There is Internet censorship in China, which affects most of the apps I normally use in my country: Whatsapp, Google, Facebook, Instagram, Youtube, etc. In another article, I will talk about must-have apps in China.

Bank account

Even I was a student; I had to open a new bank account. I opened it in ICBC due to the same bank card had two different bank accounts: one for inside the university and another one outside the university. In the same university canteen, you could fill up the card. That is, in the university’s canteen you pay with your bank card. The same was in order to pay the light and water bills.

Citizens

Being famous

Let’s bring up, again, the issue of being stared.
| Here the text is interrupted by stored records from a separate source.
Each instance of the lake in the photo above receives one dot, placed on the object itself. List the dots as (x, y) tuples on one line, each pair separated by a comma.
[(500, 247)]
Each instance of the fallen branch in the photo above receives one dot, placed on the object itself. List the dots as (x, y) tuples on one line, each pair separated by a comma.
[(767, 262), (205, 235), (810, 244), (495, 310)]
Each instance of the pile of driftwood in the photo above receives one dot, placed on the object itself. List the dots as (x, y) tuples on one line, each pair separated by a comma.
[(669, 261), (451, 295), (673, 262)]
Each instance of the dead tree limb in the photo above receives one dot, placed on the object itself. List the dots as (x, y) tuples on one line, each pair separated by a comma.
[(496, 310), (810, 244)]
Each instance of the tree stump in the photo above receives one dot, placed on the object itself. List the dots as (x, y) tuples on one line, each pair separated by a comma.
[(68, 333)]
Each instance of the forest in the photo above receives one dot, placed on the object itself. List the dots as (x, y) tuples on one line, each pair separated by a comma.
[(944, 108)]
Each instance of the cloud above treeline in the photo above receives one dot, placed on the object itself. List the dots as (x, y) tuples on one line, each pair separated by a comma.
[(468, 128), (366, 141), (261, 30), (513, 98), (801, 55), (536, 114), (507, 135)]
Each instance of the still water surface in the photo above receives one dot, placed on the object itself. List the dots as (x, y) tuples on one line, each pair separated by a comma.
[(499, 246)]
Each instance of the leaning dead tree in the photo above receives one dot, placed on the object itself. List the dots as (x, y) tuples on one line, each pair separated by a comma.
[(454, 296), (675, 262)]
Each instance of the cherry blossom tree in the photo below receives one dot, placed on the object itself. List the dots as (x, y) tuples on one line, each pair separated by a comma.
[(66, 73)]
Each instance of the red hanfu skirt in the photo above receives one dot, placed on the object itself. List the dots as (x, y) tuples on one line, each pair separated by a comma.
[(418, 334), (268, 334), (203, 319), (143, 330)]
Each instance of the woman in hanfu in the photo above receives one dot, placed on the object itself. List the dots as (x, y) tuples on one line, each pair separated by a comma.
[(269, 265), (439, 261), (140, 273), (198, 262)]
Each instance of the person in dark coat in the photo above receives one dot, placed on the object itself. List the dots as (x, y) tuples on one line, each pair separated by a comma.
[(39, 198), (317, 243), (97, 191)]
I spent almost a week waiting for the other international students to arrive, as I decided to go earlier in order to be able to start adapting to everything. So, the point was that every time I decided to put a step out of my room, I was feeling like a superstar. I am not kidding. People were coming to me so excited; they wanted to look at me, to touch me, to talk to me, to ask me things that I couldn’t understand… And yeah, I won’t forget about the photography part. It was crazy, for real. Every day I could take photos with more than 50 people. I had a mix of feelings: confused, excited, tired, disoriented, etc.

Caring people

I love this part of my adventure: caring people. Luckily for me, I met lots of caring people and I would dare to say that most of the Chinese people are very willing to help even the language barrier. You would incredibly be shocked about how many people had helped me during those days and I won’t forget about any of them. For me, it is nice to remember about it because, at that moment, I couldn’t even pronounce a word in Chinese. Therefore it means that I couldn’t understand or even speak to no one. No English in Huaihua. No, zero. Chinese is the language. It took me a few days to realize it but, it took me such a long time to be able to simply communicate with someone.